Por isso, quando as empresas apresentam informações claras e acessíveis nas embalagens e em seus canais oficiais, facilitam a jornada de decisão.
A transparência reduz dúvidas, fortalece a confiança e torna a escolha do consumidor mais simples — e, muitas vezes, mais rápida.
Como construir uma relação transparente com o seu público?
Se você tem um negócio ou produz conteúdo para a internet, implementar a transparência exige ações práticas cotidianas.
Não basta dizer que é confiável; é preciso provar com atitudes diárias.
1. Mostre os bastidores e reconheça falhas
Nenhum produto é perfeito para todos. Se a sua empresa vende uma ferramenta, explique claramente a quem ela se destina e para quem ela não é recomendada.
Se houver um erro na entrega ou no lote de um produto, avise os clientes antes que eles reclamem. O público tolera falhas operacionais, mas não tolera tentativas de ocultá-las.
2. Colete e destaque avaliações reais
Deixe que os próprios clientes relatem como foi a experiência com a sua marca.
- Publique comentários, sejam eles positivos ou negativos;
- Responda a todas as reclamações com agilidade e respeito;
- Demonstre, na prática, como o problema do cliente foi resolvido na prática.
Ver uma empresa resolver um problema publicamente transmite muito mais segurança do que uma página repleta de elogios genéricos que parecem falsos.
3. Seja claro quanto aos custos e termos de uso
Evite taxas escondidas no final do carrinho de compras. Detalhe o valor do frete logo no início da navegação.
Explique a política de devolução em linguagem simples, sem termos jurídicos complexos que ninguém entende.
A verdade como a melhor estratégia de vendas
A era dos anúncios enganosos ou exagerados acabou. Os consumidores carregam ferramentas de busca na palma da mão e trocam informações em tempo real.
Se você decidir pintar a sua casa e começar a pesquisar quais são as melhores marcas de tinta de parede, você não procura apenas a cor mais bonita.
Você quer saber:
- Esta tinta realmente rende o que a embalagem promete?
- Ela é realmente lavável ou a tinta sai na água?
- O cheiro forte desaparece em poucas horas, como afirma a propaganda?
- Quanto os compostos orgânicos voláteis são emitidos? Qual é esse nível?
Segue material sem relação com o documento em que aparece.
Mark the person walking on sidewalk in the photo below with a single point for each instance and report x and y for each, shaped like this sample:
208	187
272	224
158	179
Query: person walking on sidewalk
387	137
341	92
Quando sua marca adota a transparência no dia a dia, seja detalhando a fórmula de uma tinta ou justificando a alteração nos ingredientes de um alimento, o resultado aparece no faturamento.
Portanto, as pessoas compram de quem elas confiam. Se a sua comunicação for honesta e direta, o seu público continuará comprando por muitos anos.